Il regarda sous le lit, dans la
cheminée, dans le bahut;--personne.
Il ne put comprendre par où il s'était
introduit, par où il s'était évadé.
HOFFMANN.--_Contes nocturnes_.
Oh! que de fois je l'ai entendu et vu, Scarbo, lorsqu'à minuit la lune
brille dans le ciel comme un écu d'argent sur une bannière d'azur semée
d'abeilles d'or!
Que de fois j'ai entendu bourdonner son rire dans l'ombre de mon alcôve,
et grincer son ongle sur la soie des courtines de mon lit!

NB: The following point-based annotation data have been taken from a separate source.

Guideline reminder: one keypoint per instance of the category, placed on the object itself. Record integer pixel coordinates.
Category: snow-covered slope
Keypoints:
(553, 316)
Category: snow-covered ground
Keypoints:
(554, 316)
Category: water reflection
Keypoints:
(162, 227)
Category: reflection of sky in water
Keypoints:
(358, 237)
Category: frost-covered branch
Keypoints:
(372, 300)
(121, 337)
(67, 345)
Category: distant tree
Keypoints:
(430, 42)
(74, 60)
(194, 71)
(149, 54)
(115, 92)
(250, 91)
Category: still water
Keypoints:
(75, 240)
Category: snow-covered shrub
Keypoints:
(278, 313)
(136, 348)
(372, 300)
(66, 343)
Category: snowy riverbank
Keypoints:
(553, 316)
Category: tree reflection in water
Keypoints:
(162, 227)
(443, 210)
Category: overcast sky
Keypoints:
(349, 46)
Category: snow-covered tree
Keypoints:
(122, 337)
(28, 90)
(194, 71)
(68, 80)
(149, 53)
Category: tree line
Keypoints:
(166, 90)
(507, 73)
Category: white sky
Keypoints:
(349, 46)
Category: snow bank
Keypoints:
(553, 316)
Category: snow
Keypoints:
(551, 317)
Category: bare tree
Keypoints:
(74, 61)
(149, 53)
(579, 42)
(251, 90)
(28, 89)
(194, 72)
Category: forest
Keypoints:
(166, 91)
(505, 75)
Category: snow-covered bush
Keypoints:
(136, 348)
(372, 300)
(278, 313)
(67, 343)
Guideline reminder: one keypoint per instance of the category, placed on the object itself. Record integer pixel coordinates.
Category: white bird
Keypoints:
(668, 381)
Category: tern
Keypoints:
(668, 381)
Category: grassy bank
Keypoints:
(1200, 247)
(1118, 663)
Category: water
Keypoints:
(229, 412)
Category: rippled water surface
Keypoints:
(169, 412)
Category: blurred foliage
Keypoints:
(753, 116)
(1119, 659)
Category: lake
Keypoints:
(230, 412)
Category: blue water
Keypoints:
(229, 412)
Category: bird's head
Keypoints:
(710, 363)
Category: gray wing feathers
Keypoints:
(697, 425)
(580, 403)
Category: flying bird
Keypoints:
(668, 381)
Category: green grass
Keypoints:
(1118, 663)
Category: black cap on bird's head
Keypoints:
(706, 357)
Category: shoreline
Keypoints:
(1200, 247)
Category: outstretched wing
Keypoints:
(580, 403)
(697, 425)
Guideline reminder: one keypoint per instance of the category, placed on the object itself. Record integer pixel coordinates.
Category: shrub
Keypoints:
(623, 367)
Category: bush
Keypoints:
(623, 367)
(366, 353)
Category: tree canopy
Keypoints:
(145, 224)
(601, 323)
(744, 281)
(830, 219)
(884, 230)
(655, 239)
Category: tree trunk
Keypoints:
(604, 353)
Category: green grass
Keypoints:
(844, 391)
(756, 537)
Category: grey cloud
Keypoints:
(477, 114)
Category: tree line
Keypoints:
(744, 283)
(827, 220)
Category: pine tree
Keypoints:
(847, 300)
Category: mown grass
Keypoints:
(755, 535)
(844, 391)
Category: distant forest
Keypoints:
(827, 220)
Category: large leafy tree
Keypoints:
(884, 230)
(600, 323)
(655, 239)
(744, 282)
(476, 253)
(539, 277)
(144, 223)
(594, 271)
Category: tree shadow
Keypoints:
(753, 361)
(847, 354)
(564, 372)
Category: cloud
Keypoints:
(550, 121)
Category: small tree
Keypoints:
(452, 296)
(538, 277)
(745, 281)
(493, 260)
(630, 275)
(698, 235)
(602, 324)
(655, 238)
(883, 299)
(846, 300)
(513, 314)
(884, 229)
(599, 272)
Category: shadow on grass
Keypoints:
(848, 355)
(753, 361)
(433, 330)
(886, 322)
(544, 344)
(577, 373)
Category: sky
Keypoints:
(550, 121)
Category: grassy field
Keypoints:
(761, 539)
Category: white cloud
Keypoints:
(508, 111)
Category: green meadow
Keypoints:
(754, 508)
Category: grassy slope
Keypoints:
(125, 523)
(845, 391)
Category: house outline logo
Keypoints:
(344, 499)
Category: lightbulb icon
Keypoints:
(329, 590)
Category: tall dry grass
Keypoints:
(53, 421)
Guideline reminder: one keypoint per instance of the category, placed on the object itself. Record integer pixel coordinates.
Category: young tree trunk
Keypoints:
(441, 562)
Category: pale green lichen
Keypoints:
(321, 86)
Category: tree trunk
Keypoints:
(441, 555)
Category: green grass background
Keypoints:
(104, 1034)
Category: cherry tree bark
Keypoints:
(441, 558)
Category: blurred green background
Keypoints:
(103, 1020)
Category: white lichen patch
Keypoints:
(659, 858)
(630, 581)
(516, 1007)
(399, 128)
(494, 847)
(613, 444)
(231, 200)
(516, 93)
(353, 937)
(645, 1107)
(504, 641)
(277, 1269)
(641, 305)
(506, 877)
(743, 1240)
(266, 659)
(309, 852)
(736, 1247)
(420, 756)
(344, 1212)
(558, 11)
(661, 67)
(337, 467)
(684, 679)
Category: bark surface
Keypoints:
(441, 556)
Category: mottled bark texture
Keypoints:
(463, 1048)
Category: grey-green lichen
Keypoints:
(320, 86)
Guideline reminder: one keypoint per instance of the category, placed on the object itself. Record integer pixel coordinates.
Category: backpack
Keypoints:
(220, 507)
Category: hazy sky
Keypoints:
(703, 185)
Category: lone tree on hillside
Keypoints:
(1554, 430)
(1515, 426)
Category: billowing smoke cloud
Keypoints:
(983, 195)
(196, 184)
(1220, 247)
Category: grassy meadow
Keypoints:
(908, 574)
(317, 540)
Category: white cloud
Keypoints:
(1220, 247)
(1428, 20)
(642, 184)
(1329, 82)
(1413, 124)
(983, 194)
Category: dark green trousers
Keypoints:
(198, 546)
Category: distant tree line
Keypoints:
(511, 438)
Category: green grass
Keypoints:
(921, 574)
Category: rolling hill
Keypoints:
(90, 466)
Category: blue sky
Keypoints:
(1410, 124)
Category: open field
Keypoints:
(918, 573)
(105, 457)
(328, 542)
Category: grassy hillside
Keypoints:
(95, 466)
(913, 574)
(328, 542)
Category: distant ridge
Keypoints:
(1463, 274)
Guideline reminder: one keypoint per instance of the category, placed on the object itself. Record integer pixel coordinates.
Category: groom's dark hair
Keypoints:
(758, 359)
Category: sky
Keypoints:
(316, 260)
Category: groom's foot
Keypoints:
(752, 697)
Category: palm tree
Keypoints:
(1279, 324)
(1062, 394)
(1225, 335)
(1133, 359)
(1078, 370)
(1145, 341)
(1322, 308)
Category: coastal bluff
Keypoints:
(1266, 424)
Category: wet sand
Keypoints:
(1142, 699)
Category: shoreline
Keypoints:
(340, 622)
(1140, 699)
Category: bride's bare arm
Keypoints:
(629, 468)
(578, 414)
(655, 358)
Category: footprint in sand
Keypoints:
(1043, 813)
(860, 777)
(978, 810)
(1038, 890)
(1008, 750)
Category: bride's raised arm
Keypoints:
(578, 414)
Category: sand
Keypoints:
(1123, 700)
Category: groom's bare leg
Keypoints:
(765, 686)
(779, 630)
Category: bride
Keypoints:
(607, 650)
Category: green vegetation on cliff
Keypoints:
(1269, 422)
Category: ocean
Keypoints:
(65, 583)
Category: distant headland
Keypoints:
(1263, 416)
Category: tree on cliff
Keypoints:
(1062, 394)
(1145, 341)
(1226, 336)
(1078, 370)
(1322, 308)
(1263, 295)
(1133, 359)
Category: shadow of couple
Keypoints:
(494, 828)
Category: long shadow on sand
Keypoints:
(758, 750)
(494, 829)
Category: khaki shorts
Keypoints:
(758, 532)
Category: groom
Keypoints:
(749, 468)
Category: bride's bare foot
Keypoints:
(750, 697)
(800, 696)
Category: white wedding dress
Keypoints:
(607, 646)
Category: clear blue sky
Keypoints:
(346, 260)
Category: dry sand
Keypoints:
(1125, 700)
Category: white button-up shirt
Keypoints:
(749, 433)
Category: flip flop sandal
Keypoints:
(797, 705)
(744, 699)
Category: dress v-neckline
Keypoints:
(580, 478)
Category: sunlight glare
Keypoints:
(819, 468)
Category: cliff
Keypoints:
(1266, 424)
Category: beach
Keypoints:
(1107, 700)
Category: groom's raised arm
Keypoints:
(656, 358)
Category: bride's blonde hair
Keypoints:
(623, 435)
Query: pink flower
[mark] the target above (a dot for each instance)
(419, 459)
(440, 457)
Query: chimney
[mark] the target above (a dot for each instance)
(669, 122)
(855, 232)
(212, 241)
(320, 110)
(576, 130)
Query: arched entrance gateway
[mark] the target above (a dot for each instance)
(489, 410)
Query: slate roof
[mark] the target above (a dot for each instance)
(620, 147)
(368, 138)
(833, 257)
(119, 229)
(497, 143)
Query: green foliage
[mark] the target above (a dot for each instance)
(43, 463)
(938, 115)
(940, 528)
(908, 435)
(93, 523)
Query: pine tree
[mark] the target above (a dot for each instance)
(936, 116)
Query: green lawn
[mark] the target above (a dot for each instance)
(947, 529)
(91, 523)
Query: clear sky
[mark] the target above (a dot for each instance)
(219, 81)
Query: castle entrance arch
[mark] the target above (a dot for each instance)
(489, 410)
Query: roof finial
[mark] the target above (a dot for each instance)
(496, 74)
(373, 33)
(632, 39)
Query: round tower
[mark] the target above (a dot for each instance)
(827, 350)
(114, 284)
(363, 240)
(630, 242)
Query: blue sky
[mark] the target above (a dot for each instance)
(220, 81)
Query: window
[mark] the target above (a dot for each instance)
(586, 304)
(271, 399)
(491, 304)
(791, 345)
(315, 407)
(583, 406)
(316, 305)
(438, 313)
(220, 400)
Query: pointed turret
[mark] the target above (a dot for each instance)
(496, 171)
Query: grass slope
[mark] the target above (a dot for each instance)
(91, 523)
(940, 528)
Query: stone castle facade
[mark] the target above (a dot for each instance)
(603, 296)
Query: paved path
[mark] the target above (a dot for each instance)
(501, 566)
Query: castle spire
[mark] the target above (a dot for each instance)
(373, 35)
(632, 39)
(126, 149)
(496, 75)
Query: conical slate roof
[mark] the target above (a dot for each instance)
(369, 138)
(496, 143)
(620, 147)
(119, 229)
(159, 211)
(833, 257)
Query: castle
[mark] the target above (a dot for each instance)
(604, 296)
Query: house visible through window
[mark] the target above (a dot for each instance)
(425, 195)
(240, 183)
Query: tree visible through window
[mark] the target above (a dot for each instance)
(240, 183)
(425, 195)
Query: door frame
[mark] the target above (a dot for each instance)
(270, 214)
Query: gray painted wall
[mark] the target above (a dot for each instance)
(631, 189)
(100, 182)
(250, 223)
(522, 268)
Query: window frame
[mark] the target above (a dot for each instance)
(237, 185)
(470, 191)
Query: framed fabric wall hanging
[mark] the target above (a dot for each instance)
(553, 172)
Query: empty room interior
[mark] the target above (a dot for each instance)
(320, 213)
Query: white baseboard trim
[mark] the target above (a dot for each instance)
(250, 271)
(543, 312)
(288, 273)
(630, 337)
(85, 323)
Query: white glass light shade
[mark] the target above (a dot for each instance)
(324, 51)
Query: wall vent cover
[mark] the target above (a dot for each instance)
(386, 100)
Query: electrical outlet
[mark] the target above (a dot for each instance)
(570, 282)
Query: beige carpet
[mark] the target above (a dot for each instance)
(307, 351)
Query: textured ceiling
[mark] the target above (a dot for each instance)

Que de fois je l'ai vu descendre du plancher, pirouetter sur un pied et
rouler par la chambre comme le fuseau tombé de la quenouille d'une
sorcière.
Le croyais-je alors évanoui? le nain grandissait entre la lune et moi,
comme le clocher d'une cathédrale gothique, un grelot d'or en branle à
son bonnet pointu!
Mais bientôt son corps bleuissait, diaphane comme la cire d'une bougie,
son visage blémissait comme la cire d'un lumignon,--et soudain il
s'éteignait.
The piece of music into which it was “translated” and from which I translated it back is the following, in the exquisite interpretation of Valentina Lisitsa:
http://www.youtube.com/watch?v=VBgwk98ZPuI
And the outcome of this little “experiment” of mine is this:
Scarbo
keys
wake up
slowly,
moving like
zombie puppets –
don’t you see? –
they tremble, shiver,
your prancing hurts
their silence,
your laughter bursts much
too heavy for them –
they crash,
commanded to insanity by your frenzy,
fiend jumping – cavorting –
pinching night’s folds and knitting braids from breaths of wind
only to snap with them against sweating walls –
it’s black where you come from –
twisted, mind grabs bits of reality and
shoves them all together
in a bucket of tenebrae –
grim is your touch, swirling within night’s guts,
caustic – your whisper chars the shadows –
it’s dark and slimy where you come from –
your name cloaks inside it
the same slur and vertigo as that
from inside the heart of fear –
strings vomit sounds contorted just like your limbs,
you toss and turn the coins of fate
and upside down the room spins,
keys scream, sounds twitch
and uncontrollable bursts of hysteria erase
the purity of darkness –
sounds freezing their way up to the ears
lash the very shell
meant to shelter their terror,
shades of your grin bend,
like darkling tentacles,
all over the mesh of phantasms
and flesh shudders under the whip of your wicked games –
it’s gloomy and frightful where you come from,
black gnome,
Scarbo, you, who hold on the ring of your name
the keys of fears…
© Liliana Negoi
Now, as for how well I managed to sway between the two languages, that of music and that of words, it is up to each reader’s taste and power of understanding :).
High school French is rusty. English poem is moving in a Gothic kind of spirit.